At The Motley Fool, we poke plenty of fun at Wall Street analysts and their endless cycle of upgrades, downgrades, and "initiating coverage at neutral." So you might think we'd be the last people to give virtual ink to such "news." And we would be -- if that were all we were doing.

But in "This Just In," we don't simply tell you what the analysts said. We'll also show you whether they know what they're talking about. To help, we've enlisted Motley Fool CAPS, our tool for rating stocks and analysts alike. With CAPS, we track the long-term performance of Wall Street's best and brightest -- and its worst and sorriest, too.

This stock goes to 11...
For years, the friendly analysts at Goldman Sachs (ahem) have preached the gospel of software-as-a-service (SaaS), while maintaining a firm agnosticism on the concept's pioneer. No longer. Goldman finally caved to the inevitable yesterday, picking the date of the biggest market crash in months as its time to enter the stock.

Yes, Fools, it's true. Goldman has become a fan of salesforce.com (NYSE: CRM). Lamented Goldman: "We have held a bullish stance on SaaS, but have stayed to the sidelines on salesforce.com." That said, "the evolution of the company and the environment over the past 12 months has changed our view." According to the analyst, the CRM clouds are clearing, salesforce is making progress penetrating its customer base, and "competitive pressures" (presumably, from rivals such as Oracle (Nasdaq: ORCL), a key salesforce competitor) have faded.

Goldman predicts we'll see upside to Street estimates when salesforce reports Q1 2011 earnings later this month. Specifically, Goldman expects pro forma profit of $1.28 per share this fiscal year, $1.65 in fiscal 2012, and $2.09 in fiscal 2013. But is the analyst right?

Let's go to the tape
Maybe not. For all that it's reputed to be the sharpest blade on Wall Street, Goldman's actual record doesn't always back up its rep. Within the Software sector, for example, our CAPS scorecard actually shows this megabanker making more wrong guesses than right scoring just 37% accuracy. Among its gems are:

Company

Goldman Said

CAPS Says

Goldman's Picks Beating (Lagging) S&P by

Autodesk (Nasdaq: ADSK)

Outperform

****

17 points

Oracle

Outperform

****

(4 points)

Adobe (Nasdaq: ADBE)

Outperform

***

(9 points)

And as long as we're on the subject of Goldman's special brilliance, take another look at those "pro forma" earnings estimates up above. You'll note that what they add up to, basically, is growth in the high 20s -- basically right in line with Street estimates. So I'm not quite sure why Goldman's thinking it's discovered some great new bit of wisdom about salesforce.

To the contrary, if you ask me, it looks like Goldman may be boarding this train a bit late.
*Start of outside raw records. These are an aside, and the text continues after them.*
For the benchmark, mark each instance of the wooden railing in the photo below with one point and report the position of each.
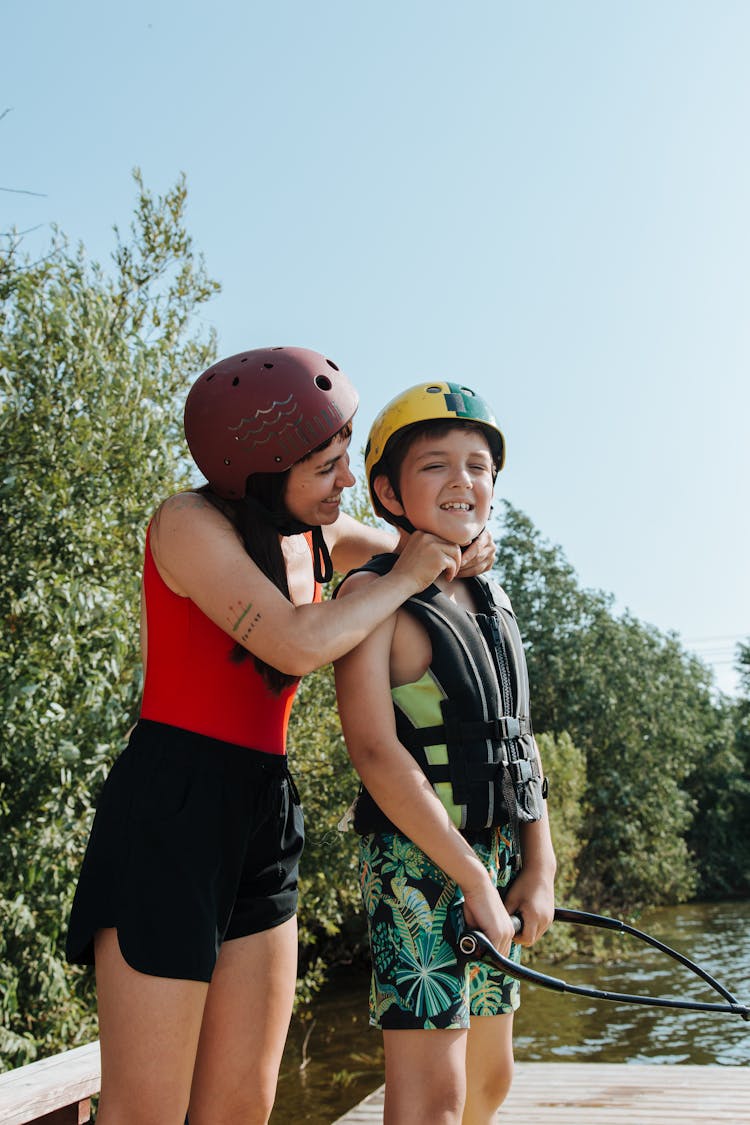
(53, 1091)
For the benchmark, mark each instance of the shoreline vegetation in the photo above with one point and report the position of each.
(649, 765)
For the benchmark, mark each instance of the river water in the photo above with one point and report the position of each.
(334, 1060)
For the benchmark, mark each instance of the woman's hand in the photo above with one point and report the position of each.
(425, 557)
(478, 557)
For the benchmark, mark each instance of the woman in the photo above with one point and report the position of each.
(188, 891)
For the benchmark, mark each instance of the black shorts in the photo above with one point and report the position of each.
(195, 842)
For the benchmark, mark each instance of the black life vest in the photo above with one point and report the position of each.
(479, 668)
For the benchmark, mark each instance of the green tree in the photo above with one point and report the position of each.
(720, 837)
(93, 365)
(633, 701)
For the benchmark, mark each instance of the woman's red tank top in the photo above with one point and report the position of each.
(192, 683)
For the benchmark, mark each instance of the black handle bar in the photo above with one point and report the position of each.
(475, 946)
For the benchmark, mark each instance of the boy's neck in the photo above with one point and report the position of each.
(442, 583)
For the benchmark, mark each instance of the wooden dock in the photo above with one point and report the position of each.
(611, 1094)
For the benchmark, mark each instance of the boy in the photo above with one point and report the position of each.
(434, 709)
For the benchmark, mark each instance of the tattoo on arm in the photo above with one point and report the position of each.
(241, 615)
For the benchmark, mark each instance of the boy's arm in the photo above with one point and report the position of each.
(397, 783)
(532, 892)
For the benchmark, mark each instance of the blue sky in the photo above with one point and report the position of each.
(547, 200)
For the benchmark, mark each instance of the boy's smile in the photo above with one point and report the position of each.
(445, 485)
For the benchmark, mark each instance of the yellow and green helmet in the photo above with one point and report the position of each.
(428, 402)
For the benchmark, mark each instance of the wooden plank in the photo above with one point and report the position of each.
(54, 1091)
(611, 1094)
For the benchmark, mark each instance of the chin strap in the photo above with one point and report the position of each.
(287, 525)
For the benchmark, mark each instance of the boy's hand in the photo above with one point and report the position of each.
(484, 909)
(478, 557)
(534, 901)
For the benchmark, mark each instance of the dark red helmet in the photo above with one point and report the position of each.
(262, 411)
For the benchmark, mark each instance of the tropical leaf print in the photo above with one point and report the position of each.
(430, 989)
(413, 905)
(491, 992)
(405, 857)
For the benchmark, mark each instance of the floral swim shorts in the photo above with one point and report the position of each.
(414, 916)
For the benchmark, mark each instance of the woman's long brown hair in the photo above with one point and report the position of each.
(261, 541)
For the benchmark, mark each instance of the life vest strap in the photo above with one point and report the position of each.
(502, 729)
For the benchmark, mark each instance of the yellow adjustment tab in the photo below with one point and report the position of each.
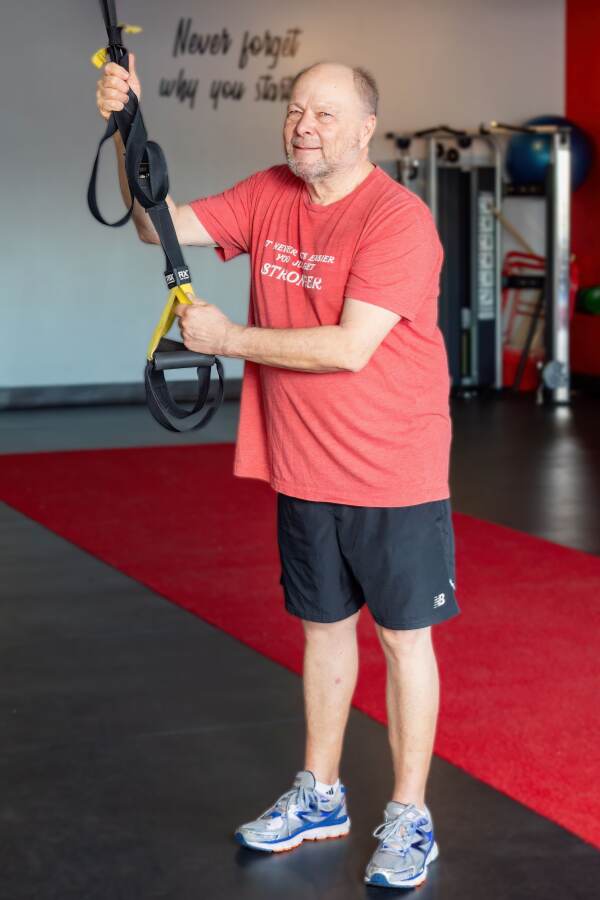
(183, 293)
(100, 58)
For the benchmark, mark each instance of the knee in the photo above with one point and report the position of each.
(399, 644)
(331, 631)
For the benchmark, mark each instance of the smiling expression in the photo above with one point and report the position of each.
(326, 129)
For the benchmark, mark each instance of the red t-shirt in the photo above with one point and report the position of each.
(378, 437)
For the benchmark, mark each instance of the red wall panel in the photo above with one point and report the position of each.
(583, 106)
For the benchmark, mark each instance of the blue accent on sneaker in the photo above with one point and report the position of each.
(298, 811)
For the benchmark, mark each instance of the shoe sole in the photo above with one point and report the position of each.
(311, 834)
(380, 880)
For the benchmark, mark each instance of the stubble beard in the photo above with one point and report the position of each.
(315, 171)
(308, 172)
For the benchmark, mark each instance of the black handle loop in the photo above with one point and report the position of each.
(161, 404)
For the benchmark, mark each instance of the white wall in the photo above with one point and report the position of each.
(78, 300)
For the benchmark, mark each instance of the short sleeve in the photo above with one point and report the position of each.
(398, 260)
(228, 216)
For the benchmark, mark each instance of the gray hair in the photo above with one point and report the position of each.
(364, 83)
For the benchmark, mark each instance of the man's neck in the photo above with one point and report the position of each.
(327, 190)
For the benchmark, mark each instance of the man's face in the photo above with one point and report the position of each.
(325, 126)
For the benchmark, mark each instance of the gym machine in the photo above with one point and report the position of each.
(460, 175)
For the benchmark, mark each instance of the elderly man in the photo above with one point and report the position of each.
(344, 411)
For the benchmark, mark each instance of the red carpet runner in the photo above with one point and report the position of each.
(520, 666)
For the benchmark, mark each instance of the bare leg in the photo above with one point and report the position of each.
(330, 672)
(412, 695)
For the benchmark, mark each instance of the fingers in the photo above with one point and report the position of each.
(180, 309)
(112, 90)
(116, 70)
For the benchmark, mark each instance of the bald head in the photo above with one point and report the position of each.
(329, 123)
(355, 80)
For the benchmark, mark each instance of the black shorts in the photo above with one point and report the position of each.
(397, 560)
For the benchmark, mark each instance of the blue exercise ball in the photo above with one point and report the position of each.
(528, 155)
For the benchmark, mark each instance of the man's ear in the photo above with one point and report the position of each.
(369, 125)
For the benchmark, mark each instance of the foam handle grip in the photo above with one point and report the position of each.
(173, 355)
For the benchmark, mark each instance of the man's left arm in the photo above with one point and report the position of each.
(345, 347)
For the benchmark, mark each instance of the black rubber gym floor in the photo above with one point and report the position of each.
(136, 737)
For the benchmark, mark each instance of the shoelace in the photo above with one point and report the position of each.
(398, 830)
(299, 795)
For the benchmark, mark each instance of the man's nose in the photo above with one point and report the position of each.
(305, 124)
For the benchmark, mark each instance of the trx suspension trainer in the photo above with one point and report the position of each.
(148, 180)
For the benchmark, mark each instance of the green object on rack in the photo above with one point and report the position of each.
(589, 300)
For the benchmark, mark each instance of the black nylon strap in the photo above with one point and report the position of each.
(148, 179)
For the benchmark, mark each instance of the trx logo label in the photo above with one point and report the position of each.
(182, 275)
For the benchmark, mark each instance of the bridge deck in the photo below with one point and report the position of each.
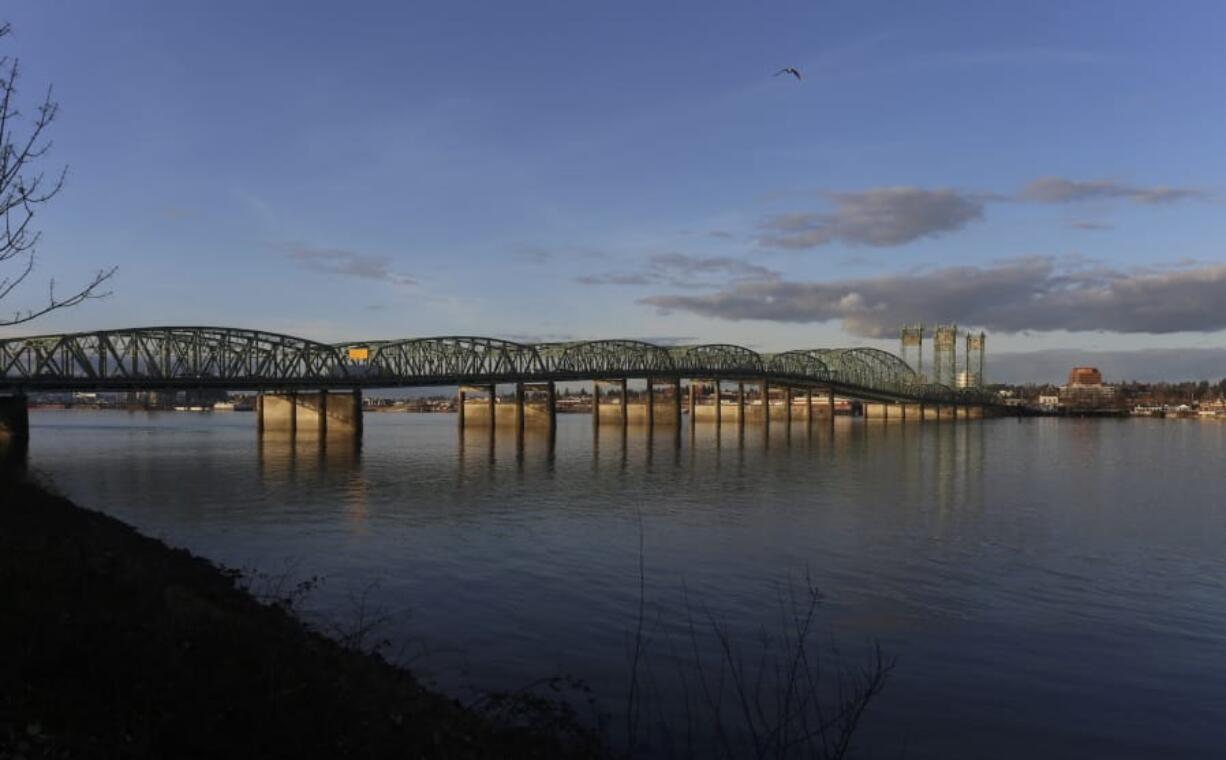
(186, 358)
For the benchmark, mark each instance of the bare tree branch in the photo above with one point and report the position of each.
(25, 188)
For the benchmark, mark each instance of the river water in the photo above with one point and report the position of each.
(1050, 587)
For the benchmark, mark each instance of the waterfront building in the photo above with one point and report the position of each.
(1085, 391)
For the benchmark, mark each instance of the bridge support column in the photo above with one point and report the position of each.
(278, 412)
(651, 403)
(520, 408)
(677, 403)
(596, 405)
(625, 403)
(14, 418)
(551, 405)
(342, 412)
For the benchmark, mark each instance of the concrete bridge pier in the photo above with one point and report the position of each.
(14, 418)
(877, 411)
(766, 407)
(320, 412)
(677, 402)
(651, 403)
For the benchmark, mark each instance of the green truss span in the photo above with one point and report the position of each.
(162, 358)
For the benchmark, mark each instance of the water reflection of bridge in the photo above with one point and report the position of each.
(303, 384)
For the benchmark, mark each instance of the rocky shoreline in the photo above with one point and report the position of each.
(115, 645)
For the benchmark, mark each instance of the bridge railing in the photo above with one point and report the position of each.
(188, 356)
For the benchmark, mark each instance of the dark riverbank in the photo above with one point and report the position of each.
(114, 645)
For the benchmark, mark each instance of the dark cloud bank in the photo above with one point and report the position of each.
(1145, 365)
(885, 217)
(1039, 293)
(879, 217)
(345, 262)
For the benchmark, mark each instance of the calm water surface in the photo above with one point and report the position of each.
(1051, 587)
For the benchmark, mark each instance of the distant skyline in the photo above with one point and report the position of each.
(1048, 172)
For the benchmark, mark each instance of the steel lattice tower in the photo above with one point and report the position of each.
(912, 347)
(976, 346)
(944, 354)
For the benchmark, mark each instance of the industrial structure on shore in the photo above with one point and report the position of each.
(944, 354)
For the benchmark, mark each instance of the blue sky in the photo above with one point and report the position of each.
(1047, 171)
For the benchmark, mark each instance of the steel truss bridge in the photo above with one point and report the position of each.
(191, 358)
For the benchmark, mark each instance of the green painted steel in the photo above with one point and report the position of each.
(158, 358)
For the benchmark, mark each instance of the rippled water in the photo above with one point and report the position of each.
(1051, 587)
I mean, sure, from a qualitative point of view, Goldman's probably right about salesforce's top dog-status within the SaaS-sphere. Fool veteran Starrob recently dropped us a note calling the company "a formidable rival to Google (Nasdaq: GOOG) and Microsoft (Nasdaq: MSFT)" (on the Rule Breaker discussion boards, subscription required). So it sure does look like salesforce is weathering the competition just fine.

In fact, you could even argue that the competition has been co-opted. One of Goldman's favorite pro-salesforce arguments is that its alliance with VMware (NYSE: VMW) in the VMforce venture opens up Force.com and has thrust salesforce into the lead in "Gen 2 of SaaS." And VMforce, as you know, is "the first enterprise cloud for Java developers" -- Java now being an Oracle product.

Then again, it's not the quality of Goldman's industry analysis that worries me here. It's the lack of logic inherent in its math. Consider: salesforce stock trades for 135-times last year's earnings. Even for a 30% grower, which Goldman now agrees salesforce will become, that seems a mite pricey. Why, even if you judge salesforce by the more forgiving yardstick of free cash flow, the $217 million the firm generated in 2009 is only enough to bring its price-to-free cash flow ratio down to about 50 -- still a pretty penny.

Foolish takeaway
Listen, Fools. I don't hate salesforce. To the contrary, I've argued in the stock's favor plenty of times -- when the price was right. Problem is, after doubling in price over the last 12 months or so, I don't believe salesforce still offers investors the bargain that it once did. Not at this price.